CHAPTER XII.

[VOYAGE TO ENGLAND][ARRIVAL AT PLYMOUTH][REFLECTIONS][ARRIVE AT THE PLACE OF MY NATIVITY][CHANGES][DEPOPULATION][LONDON][THE THAMES][LIVERPOOL][EMBARK FOR NEW YORK][ARRIVAL][THE AMERICANS][ENGLISH AND AMERICAN TOURISTS][ENGLAND AND AMERICA][NEW YORK.]

1842.—I embarked for England on the 18th of August, on board a small schooner of sixty tons, deeply laden with fish and oil. It is scarcely necessary to observe, that the accommodations the craft afforded were of the meanest kind; but the inconveniences weighed lightly in the scales, when compared with the anticipated delight of visiting one's native land. We had a very fine passage; a steady fair breeze carried us across the broad Atlantic in a fortnight. The green hills of Cornwall came in view on the 1st of September, and I had the satisfaction of treading the soil of England early on the 3d.

I remained a few days at Plymouth, to feast my eyes on scenery such as I had long been a stranger to;—scenery, I may say, unrivalled by any I had ever beheld at home or abroad. What spot in the world, in fact, can present such varied charms, as the summit of Mount Edgecumb? where the most refined taste, aided by the amplest means, has been employed for a thousand years in beautifying the glorious landscape. To me, just arrived from Ungava, the beauties of the scene were undoubtedly heightened by the contrast; and one short visit to Mount Edgecumb effaced from my mind the dreary prospect of bleak rocks, snow banks, and icebergs, with which it had been so long and so sadly familiar, and inspired it with a rapture and delight to which it had long been a stranger. Yet this terrestrial paradise, I am informed, belongs to a noble lord, who is a miserable invalid. Alas, for poor humanity! neither wealth nor grandeur preserve their possessors from the ills that flesh is heir to: and this nobleman may, perhaps, envy the lot of the humblest individual that visits his enchanting domain.

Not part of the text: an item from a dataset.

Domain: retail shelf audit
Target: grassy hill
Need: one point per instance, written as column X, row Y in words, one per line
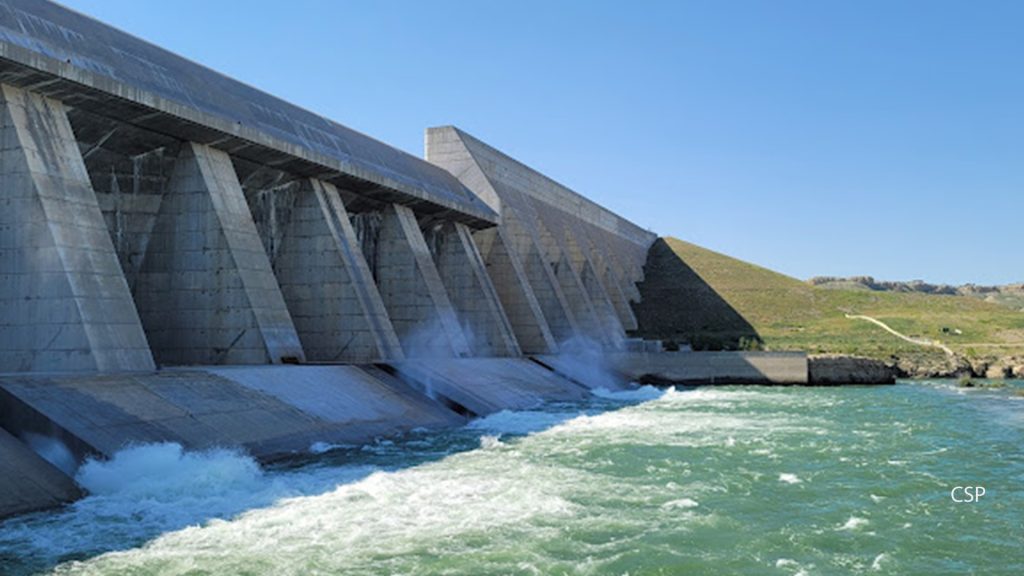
column 695, row 295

Bidding adieu to Plymouth, and its delightful environs, I set out for London on the 11th of September. The desire of home, however, now urged me forward; so that even the wonders of this wonderful city could not detain me. Passing over the uninteresting incidents of steamboat and railroad travelling, I arrived on the 20th of September at the spot from which I had started twenty-three years before. The meeting of a mother with an only son, after so long an absence, need not be described, nor the feelings the well-known scenes of youthful sports and youthful joys gave rise to. These scenes were still the same, as far as the hand of Nature was concerned:—there stood the lofty Benmore, casting his sombre shades over the glassy surface of Lochba, as in the days of yore; there were also the same heath-covered hills and wooded dells, well stocked with sheep and cattle; but the human inhabitants of the woods and dells—where were they?—far distant from their much-loved native land in the wilds of America, or toiling for a miserable existence in the crowded cities of the Lowlands,—a sad change! The bleating of sheep, and lowing of cattle, for the glad voices of a numerous population, happy and contented with their lot, loyal to their sovereign, and devotedly attached to their chiefs! But loyalty and attachment are but fancies, which, in these utilitarian and trading days, are flat and unprofitable; yet the aristocratical manufacturers of beef and mutton may live to feel the truth of the lines of Goldsmith:—

"But a bold peasantry, their country's pride,

When once destroyed, can never be supplied."

I remained about six weeks in my native country, and set out for London, where I arrived early in November,—"the beginning of the gay season;" but it appeared to me the reverse. The city was shrouded in a cloud of condensed smoke and fog, that shut out the light of heaven. During three whole days the obscurity was so great that the steamboats were prevented from plying on the Thames, and the gas-lights were seen glimmering through the windows at noon-day. How applicable is the description of the Roman historian to the Rome of our day:—"Caput orbis terrarum, urbis magnificentiam augebant fora, templa, porticas, aquæductus, theatra, horti denique, et ejus generis alia, ad quæ vel lecta animus stupet." My time was too limited, however, and the weather too unfavourable, to admit of my seeing all the "lions;" but who would think of leaving London without visiting that wonderful work—the Tunnel,—that lasting monument of the genius of a Brunell, and of the wealth and enterprise of British merchants!